There are a few reminders I come across in my daily living that reinforce that I’m not as “African” as I like to think I am. The latest reminder is what I will refer to as the “what is yours is mine” mentality which I truly believe is in the same vein as the “it takes a village to raise a child” mentality. The latter sounds great and selfless while the former borders on greed.
I recently watched Goodbye Solo, a small budget independent film by director Ramin Bahrani. It is the story of an unlikely friendship of sorts between an elderly Southern socially isolated white man and a younger Senegalese immigrant taxi driver who seems to know everybody. It’s quite predictable based on the trailer and I didn’t think I was going to like it, but I actually did as it had such depth to it. It is a must-see but that’s not my point here.
Essentially, the elderly man gets into a taxi driven by the Senegalese man and offers him a deal. For a grand he wants to be driven in about two weeks to the top of a mountain in Blowing Rock, a place so windy that snow falls up we are told, but he doesn’t make mention of a return trip. The driver accepts but is uneasy and begins to ask questions which result in him being told to mind his own business.
So why does brother-man not mind his own business? From what I hear, it’s because he has a love for life, or a great desire to help his fellow man, or an optimistic outlook, etc. etc. But while watching the movie, I couldn’t help be irritated by brother-man as he persisted in his quest to be friendly to the old man. I easily identified with the senior citizen who had just as strong a desire to not be helped. Is that so wrong?
See, I am going through a transition myself one that is forcing me to make quite difficult and sometimes unpleasant choices for myself. I don’t see how that needs to impact anyone else. It’s my cross to bear and I’ve come to terms with it. So I don’t appreciate my very African family, and sometimes friends, who want to know what I’m going through and to give me their opinions, desires, and disapproval, that is to “help” in any way they can. As stubborn and introverted as I am, and I suppose un-African, I demonstrate just as strong a force to not let them in to my worries. I know I have no problems going to them for advice or help if I feel that I need it, but the fact is I don’t need their help. Unfortunately, I can’t keep my frustration to myself just like the old man in the movie, my kindred spirit. I’m baffled when I’m told in retort by said well-meaning family trying to force themselves into my life, that I’m the one being unreasonable. By blocking their assault on my very personal life I’m the one not being “proper”. I don’t know if I’m doing a good job of explaining myself. I do know that these are traits that make me who I am. I’m learning now that they are not African apparently. Is it selfish to not want to share my worries and burdens?
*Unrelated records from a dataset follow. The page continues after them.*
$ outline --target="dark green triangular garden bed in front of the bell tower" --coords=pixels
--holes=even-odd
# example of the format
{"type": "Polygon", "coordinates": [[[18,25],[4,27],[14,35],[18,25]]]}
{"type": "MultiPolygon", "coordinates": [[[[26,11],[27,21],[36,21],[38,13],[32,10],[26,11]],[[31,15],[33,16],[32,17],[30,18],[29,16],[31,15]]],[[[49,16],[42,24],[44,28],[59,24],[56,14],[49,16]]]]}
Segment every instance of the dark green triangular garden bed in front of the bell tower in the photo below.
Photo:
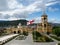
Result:
{"type": "Polygon", "coordinates": [[[34,42],[53,42],[52,39],[47,36],[41,35],[39,32],[33,32],[33,41],[34,42]]]}

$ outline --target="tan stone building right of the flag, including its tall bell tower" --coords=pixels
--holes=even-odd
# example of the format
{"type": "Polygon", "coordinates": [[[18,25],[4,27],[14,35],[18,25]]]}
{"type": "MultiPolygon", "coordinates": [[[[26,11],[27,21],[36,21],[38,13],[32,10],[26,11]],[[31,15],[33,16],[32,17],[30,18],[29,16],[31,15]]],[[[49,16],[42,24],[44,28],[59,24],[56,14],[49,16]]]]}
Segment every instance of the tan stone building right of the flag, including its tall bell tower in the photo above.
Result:
{"type": "Polygon", "coordinates": [[[41,16],[41,23],[37,25],[37,31],[43,33],[51,33],[52,32],[52,25],[48,23],[48,16],[43,14],[41,16]]]}

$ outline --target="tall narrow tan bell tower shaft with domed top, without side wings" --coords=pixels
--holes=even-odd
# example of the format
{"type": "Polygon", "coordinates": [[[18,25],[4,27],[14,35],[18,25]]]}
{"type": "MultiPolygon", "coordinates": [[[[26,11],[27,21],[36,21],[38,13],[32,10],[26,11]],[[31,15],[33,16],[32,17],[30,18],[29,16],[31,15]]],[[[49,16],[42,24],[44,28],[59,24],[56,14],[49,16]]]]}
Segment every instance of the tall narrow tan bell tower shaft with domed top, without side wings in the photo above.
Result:
{"type": "Polygon", "coordinates": [[[42,32],[43,33],[47,33],[48,19],[47,19],[47,15],[46,14],[43,14],[41,16],[41,23],[42,23],[42,32]]]}

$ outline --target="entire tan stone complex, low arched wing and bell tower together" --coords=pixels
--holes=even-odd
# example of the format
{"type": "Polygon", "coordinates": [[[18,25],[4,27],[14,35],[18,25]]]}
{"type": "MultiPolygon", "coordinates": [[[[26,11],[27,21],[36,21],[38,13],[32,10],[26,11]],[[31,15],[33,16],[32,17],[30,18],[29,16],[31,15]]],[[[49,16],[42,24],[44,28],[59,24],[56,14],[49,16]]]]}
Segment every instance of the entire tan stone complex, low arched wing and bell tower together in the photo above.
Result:
{"type": "Polygon", "coordinates": [[[41,23],[37,24],[37,28],[35,29],[32,29],[31,27],[28,26],[21,26],[21,24],[19,24],[16,28],[15,27],[7,28],[6,32],[8,34],[11,34],[11,33],[23,33],[23,31],[32,32],[34,30],[43,33],[52,32],[52,25],[48,23],[48,16],[46,14],[43,14],[41,16],[41,23]]]}

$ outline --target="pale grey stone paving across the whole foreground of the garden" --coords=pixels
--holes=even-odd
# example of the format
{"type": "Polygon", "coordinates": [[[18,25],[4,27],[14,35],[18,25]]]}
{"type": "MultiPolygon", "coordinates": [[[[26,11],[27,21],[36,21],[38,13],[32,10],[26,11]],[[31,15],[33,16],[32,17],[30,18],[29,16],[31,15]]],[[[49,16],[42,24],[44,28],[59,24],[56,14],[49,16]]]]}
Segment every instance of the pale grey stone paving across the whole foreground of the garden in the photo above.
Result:
{"type": "Polygon", "coordinates": [[[10,41],[4,45],[57,45],[57,42],[36,43],[36,42],[33,42],[32,34],[29,34],[29,36],[27,36],[27,38],[25,40],[13,39],[12,41],[10,41]]]}

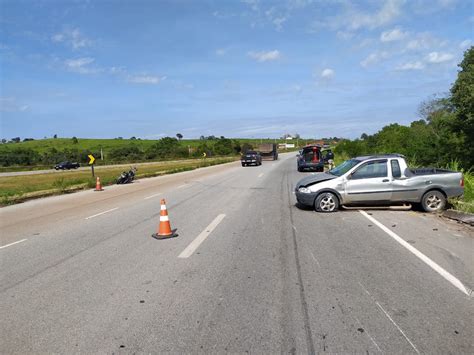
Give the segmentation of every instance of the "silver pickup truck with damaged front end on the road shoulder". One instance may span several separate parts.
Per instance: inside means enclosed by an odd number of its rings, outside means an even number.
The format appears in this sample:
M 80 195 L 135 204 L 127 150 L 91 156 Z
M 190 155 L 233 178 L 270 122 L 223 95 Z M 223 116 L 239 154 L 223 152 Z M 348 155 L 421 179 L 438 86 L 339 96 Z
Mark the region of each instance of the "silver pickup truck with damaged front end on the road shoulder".
M 459 172 L 409 169 L 399 154 L 356 157 L 326 173 L 301 179 L 295 188 L 300 204 L 319 212 L 334 212 L 340 205 L 420 203 L 427 212 L 446 206 L 448 197 L 464 193 Z

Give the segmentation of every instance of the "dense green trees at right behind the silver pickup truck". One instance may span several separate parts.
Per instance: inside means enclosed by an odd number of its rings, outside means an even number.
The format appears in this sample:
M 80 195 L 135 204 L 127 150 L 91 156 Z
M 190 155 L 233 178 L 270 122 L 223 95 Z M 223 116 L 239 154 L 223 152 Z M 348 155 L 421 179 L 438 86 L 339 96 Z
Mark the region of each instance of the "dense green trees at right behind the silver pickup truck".
M 335 153 L 345 157 L 401 153 L 415 165 L 474 167 L 474 47 L 464 53 L 449 94 L 420 104 L 419 120 L 390 124 L 375 134 L 343 140 Z

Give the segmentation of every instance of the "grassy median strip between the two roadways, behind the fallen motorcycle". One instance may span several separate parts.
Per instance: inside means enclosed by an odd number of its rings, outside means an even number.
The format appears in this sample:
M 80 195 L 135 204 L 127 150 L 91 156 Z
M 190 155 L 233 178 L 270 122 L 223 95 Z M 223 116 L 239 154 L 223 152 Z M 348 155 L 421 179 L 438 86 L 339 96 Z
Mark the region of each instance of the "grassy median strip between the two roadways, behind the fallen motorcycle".
M 138 168 L 136 178 L 146 178 L 194 170 L 206 166 L 225 164 L 239 157 L 189 159 L 146 164 L 134 164 Z M 96 169 L 102 185 L 113 185 L 117 177 L 128 170 L 121 167 Z M 10 205 L 28 199 L 59 195 L 95 187 L 95 178 L 87 171 L 60 171 L 53 174 L 19 175 L 0 177 L 0 205 Z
Sometimes people really do need to mind their own business!
The other manifestation of this “what is yours is mine mentality” is the habit my people have of assuming they can come into my home and take whatever – a dress, a pair of shoes, a book, spices, a decoration off the wall, a CD, photos from my album undsoweiter. Just take it and go. No. You can tell me you like such and such personal belonging of mine and I will remember to make you a gift of buying one for you if I can (wall decoration), or making a duplicate (photo), or allowing you to borrow it (eg. book, dress), or take some (spice, foreign candy), but NO WAY CAN YOU JUST HAVE IT! Please!
Call it selfishness on my part. I call it greed on yours. I don’t go into other peoples homes expecting to come back with spoils. It is interesting to me when people are offended that I would ask permission to do or take something when they expect me to feel as if I’m at home in their home. Or they are offended that I would come visit their town and not stay with them. To me that’s being a burden. They are annoyed that I act like a stranger in what is assumed to be my own home because after all what is theirs is mine. I guess I’m going to have to just accept that I’m not as African as I was raised to be.